Describing and Interpreting Data

The manner in which you analyze data depends on the type of data/variables that you are evaluating. There are several different classifications that are used in classifying data.

Variable

  • A variable is an item of data
  • Examples of variables include: quantities such as gender, test scores, and weight; the value of these quantities vary from one observation to another.

Types/Classifications of Variables

  • Qualitative
  • Quantitative

Discrete

Continuous

Qualitative Data

  • This data describes the quality of something in a non-numerical format.
  • Counts can be applied to qualitative data, but you cannot order or measure these type of variables. Examples are gender, marital status, geographical region of an organization, job title….
  • Qualitative data is usually treated as Categorical Data.

With categorical data, the observations can be sorted according into non-overlapping categories or by characteristics. For example, shirts can be sorted according to color; the characteristic 'color' can have non-overlapping categories: white , black, red, etc. People can be sorted by gender with categories male and female. Categories should be chosen carefully since a bad choice can prejudice the outcome. Every value of a data set should belong to one and only one category.

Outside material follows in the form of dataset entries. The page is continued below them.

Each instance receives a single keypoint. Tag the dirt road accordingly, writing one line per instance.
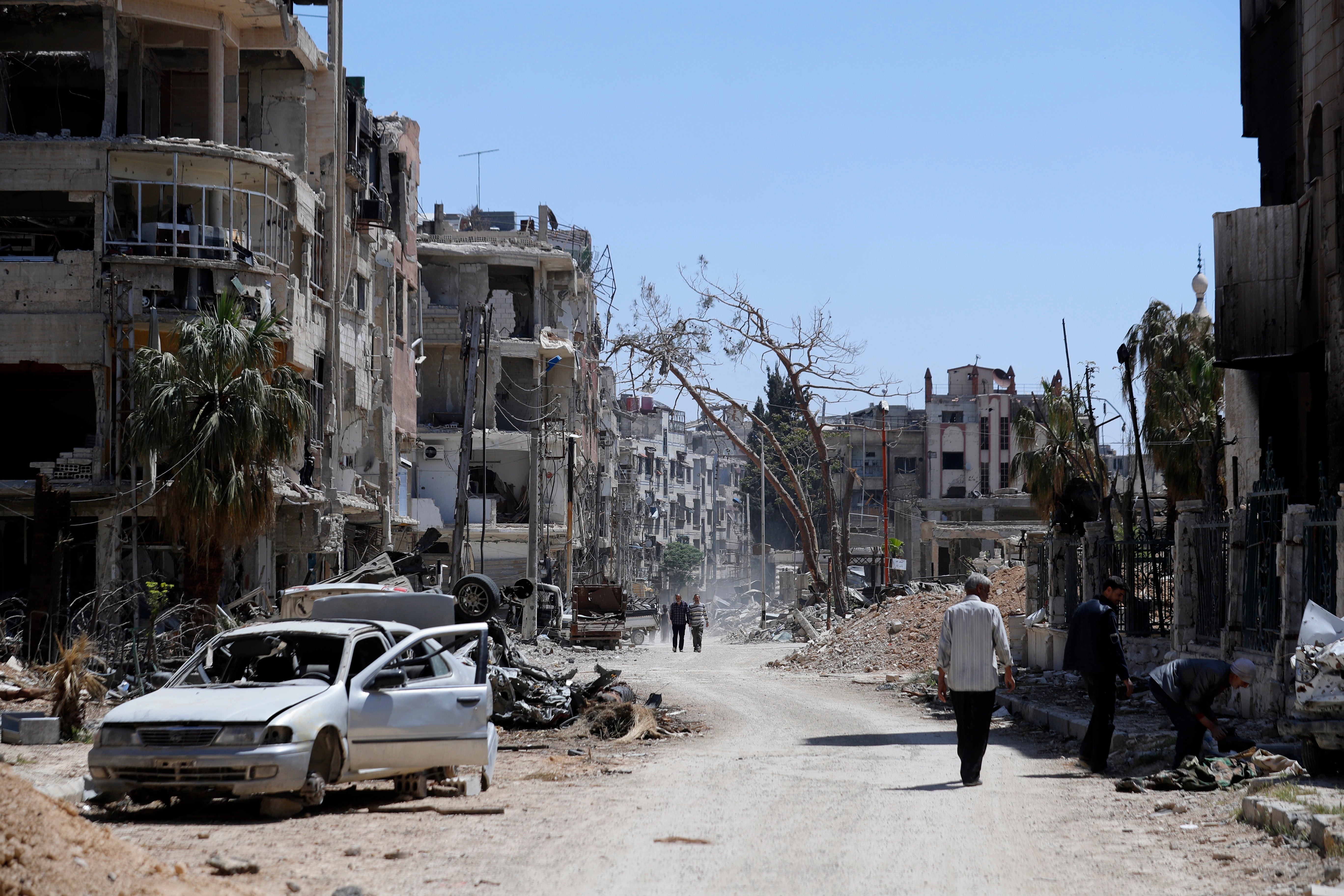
(802, 785)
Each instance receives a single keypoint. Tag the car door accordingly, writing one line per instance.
(420, 723)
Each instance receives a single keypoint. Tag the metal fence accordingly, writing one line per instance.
(1261, 598)
(1320, 539)
(1148, 569)
(1210, 543)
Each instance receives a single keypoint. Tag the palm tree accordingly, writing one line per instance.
(1183, 394)
(1058, 464)
(218, 414)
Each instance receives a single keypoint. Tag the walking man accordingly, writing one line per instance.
(677, 613)
(1096, 652)
(972, 636)
(698, 616)
(1187, 688)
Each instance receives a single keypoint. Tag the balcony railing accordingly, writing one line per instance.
(187, 206)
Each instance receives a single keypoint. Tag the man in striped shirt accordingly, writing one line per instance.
(697, 617)
(972, 636)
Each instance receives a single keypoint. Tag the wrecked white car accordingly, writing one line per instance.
(288, 709)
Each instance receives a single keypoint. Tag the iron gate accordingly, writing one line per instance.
(1320, 539)
(1265, 507)
(1210, 542)
(1148, 570)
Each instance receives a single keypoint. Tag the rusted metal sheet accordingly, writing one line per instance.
(1257, 260)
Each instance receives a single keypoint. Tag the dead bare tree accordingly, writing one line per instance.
(666, 347)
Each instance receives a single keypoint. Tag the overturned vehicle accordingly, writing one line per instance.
(369, 687)
(1316, 714)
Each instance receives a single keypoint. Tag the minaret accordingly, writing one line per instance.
(1201, 287)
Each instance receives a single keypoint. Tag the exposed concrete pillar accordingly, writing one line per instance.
(109, 72)
(216, 85)
(136, 88)
(232, 98)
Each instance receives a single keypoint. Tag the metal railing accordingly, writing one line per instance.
(1148, 569)
(168, 218)
(1210, 543)
(1261, 598)
(1322, 542)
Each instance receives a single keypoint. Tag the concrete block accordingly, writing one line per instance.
(29, 729)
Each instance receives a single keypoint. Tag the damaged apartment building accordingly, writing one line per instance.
(678, 483)
(153, 158)
(511, 363)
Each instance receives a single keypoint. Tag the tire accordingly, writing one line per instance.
(476, 598)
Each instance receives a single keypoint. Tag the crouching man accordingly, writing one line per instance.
(1187, 688)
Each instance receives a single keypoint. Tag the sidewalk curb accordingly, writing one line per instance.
(1061, 723)
(1326, 832)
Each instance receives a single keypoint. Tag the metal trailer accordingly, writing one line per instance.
(599, 615)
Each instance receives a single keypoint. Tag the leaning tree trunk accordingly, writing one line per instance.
(204, 575)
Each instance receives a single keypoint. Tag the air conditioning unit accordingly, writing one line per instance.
(374, 210)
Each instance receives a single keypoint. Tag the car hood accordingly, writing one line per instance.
(213, 704)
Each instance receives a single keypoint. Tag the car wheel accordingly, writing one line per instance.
(415, 786)
(1318, 759)
(314, 790)
(476, 598)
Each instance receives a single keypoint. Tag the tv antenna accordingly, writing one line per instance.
(479, 154)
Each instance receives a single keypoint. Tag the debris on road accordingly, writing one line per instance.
(226, 867)
(48, 850)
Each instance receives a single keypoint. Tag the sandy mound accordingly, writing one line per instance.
(48, 850)
(868, 643)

  • Analyze qualitative data using:

Frequency tables

Modes - most frequently occurring

Graphs: Bar Charts and Pie Charts

Quantitative Data

  • Quantitative or numerical data arise when the observations are frequencies or measurements.
  • The data are said to be discrete if the measurements are integers (e.g. number of employees of a company, number of incorrect answers on a test, number of participants in a program…)
  • The data are said to be continuous if the measurements can take on any value, usually within some range (e.g. weight). Age and income are continuous quantitative variables. For continuous variables, arithmetic operations such as differences and averages make sense.

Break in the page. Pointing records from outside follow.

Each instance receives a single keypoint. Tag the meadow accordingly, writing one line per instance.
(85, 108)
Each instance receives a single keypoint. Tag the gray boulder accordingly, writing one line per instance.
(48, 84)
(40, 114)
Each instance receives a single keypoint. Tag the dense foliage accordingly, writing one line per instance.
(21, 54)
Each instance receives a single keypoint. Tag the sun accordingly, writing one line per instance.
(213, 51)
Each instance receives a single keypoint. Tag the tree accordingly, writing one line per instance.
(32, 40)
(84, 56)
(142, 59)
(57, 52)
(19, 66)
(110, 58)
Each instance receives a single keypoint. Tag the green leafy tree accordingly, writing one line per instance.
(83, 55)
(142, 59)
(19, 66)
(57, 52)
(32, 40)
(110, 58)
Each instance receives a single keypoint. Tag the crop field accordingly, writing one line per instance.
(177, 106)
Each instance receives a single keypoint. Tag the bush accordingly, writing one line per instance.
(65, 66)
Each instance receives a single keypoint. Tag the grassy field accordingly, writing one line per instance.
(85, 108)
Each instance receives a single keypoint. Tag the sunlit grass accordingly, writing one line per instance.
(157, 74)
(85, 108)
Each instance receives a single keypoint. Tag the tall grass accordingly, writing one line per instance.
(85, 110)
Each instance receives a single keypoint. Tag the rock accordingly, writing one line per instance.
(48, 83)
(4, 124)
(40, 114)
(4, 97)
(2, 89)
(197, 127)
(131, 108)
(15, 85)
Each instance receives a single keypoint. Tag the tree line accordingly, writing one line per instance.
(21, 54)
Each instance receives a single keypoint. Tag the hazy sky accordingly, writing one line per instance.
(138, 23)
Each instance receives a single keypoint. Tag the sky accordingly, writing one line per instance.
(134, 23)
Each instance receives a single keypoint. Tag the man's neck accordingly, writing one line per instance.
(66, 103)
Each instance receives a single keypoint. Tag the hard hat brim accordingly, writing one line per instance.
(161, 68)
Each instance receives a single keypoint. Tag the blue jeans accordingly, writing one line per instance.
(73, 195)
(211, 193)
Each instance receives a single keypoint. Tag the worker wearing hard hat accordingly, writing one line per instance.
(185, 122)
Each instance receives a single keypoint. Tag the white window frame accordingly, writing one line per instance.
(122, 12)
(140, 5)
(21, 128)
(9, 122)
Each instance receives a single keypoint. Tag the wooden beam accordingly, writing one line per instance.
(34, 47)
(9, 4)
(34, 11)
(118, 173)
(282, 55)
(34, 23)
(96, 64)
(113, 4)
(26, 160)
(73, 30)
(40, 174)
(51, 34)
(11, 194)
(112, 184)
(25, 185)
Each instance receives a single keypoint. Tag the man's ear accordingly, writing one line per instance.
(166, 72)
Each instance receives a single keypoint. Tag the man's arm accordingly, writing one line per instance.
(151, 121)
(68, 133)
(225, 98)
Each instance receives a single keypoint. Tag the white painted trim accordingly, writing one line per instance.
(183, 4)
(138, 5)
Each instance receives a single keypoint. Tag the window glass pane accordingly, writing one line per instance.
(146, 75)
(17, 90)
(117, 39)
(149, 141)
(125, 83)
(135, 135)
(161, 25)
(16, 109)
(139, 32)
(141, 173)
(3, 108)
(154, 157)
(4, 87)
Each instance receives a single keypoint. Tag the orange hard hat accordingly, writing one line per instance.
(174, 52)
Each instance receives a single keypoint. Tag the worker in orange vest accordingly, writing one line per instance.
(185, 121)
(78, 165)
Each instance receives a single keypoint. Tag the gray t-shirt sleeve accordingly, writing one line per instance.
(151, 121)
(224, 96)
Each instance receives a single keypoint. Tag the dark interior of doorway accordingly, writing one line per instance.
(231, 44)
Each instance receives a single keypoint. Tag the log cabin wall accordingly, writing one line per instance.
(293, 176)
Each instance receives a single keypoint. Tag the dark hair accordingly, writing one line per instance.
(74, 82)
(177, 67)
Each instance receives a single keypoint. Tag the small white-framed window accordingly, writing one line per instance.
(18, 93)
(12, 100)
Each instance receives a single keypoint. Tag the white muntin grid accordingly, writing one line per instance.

Analysis can take almost any form:

Create groups or categories and generate frequency tables.

All descriptive statistics can be applied.

Effective graphs include: Histograms, Stem-and-Leaf plots, Dot Plots, Box plots, and XY Scatter Plots (2 variables).

  • Some quantitative variables can be treated only as ranks; they have a natural order, but these values are not strictly measured. Examples are: 1) age group (taking the values child, teen, adult, senior), and 2) Likert Scale data (responses such as strongly agree, agree, neutral, disagree, strongly disagree). For these variables, the distinction between adjacent points on the scale is not necessarily the same, and the ratio of values is not meaningful.

Analyze using:

Frequency tables

Mode, Median, Quartiles

  • Graphs: Bar Charts, Dot Plots, Pie Charts, and Line Charts (2 variables)

Tables and Graphs

Note Excel will create any graph that you specify, even if the graph that you select is not appropriate for the data. Remember - consider the type of data that you have before selecting your graph.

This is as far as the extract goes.